Business News of Monday, 13 September 2004

Source: GNA

Accountants must polish crude businessmen - Mrs Baeta Ansah.

Accra, Sept. 13 GNA - Mrs Stephanie Baeta Ansah, Managing Director of HFC Bank Ghana Limited on Monday called on accounting professionals to help polish up helpless businessmen, who have the ambition and the desire to be prosperous but were not receiving good advice. She said many businesses were failing because of insufficient capital, poor inventory management, over investment in fixed assets, poor credit management and the personal use of business funds at the expense of working capital.

Mrs Baeta Ansah, whose speech was read by Mr Asare Akuffo, Deputy Managing Director of HFC Bank Limited was speaking at the 2004 Professional Week Celebration of the Institute of Professional Studies (IPS) at Legon, near Accra. The week is on the theme: "The professional - The agent of growth for entrepreneurial development".

Mrs Baeta Ansah also announced that the HFC Bank and some other banks in the country were establishing Small and Medium Enterprise (SME) units to nurture small businesses with the potential for growth so as to provide them with management and financial consultants. She said it was expected that as those businesses grow they would employ professionals to help them consolidate the gains that they made. Mrs. Baeta Ansah said small businesses in the informal sector should be encouraged and drawn into the formal sector to take advantage of various micro- finance institutions to expand their operations. She said the training of professionals must be of the highest standards and in tune with the needs of industries.
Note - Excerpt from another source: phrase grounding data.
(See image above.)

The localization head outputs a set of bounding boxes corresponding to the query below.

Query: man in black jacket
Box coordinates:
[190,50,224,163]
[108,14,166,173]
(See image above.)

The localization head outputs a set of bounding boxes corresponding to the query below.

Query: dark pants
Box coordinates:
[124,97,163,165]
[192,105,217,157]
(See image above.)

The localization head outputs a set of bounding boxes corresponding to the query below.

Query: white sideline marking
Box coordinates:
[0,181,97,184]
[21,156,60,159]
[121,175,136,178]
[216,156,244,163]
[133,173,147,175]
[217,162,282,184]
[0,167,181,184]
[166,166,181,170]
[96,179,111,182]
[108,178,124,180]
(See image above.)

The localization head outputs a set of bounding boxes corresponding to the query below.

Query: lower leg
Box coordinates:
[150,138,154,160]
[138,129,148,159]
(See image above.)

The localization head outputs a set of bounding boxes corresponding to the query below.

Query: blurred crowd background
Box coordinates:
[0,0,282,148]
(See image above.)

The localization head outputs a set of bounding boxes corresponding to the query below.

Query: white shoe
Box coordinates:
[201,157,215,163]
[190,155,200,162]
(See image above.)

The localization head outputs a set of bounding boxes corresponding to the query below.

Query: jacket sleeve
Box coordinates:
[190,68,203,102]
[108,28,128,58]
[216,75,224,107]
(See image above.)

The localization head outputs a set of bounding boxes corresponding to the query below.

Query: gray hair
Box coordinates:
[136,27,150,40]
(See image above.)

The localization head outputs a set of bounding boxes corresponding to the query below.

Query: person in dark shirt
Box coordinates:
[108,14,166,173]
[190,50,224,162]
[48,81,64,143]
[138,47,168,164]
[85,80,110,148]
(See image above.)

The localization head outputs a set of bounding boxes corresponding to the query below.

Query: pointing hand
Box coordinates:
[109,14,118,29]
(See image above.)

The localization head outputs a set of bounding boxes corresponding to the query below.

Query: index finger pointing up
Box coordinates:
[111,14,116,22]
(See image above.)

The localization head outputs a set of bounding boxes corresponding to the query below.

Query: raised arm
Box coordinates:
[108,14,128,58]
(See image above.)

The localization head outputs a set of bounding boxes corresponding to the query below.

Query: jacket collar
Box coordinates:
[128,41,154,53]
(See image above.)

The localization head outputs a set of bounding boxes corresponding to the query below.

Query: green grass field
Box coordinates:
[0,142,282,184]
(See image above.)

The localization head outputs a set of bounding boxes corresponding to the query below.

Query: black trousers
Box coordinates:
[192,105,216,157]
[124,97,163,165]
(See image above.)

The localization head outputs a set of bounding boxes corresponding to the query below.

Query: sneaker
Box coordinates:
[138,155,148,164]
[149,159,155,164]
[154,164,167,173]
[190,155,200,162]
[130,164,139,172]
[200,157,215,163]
Their practices should be geared towards helping their client's businesses to grow rather than giving them laid-back services. The Reverend Father John M. Martey, Director of IPS said the IPS, as a professional institution needed to offer professional knowledge support to the promotion of entrepreneurial ideas for the achievement of successes. He also called for research into the activities of businesses owned by and ran by entrepreneurs, especially those that needed to have insight into what markets, products or services that should be strengthened. Research should provide information on what new products or markets entrepreneurs needed to move into growth and development.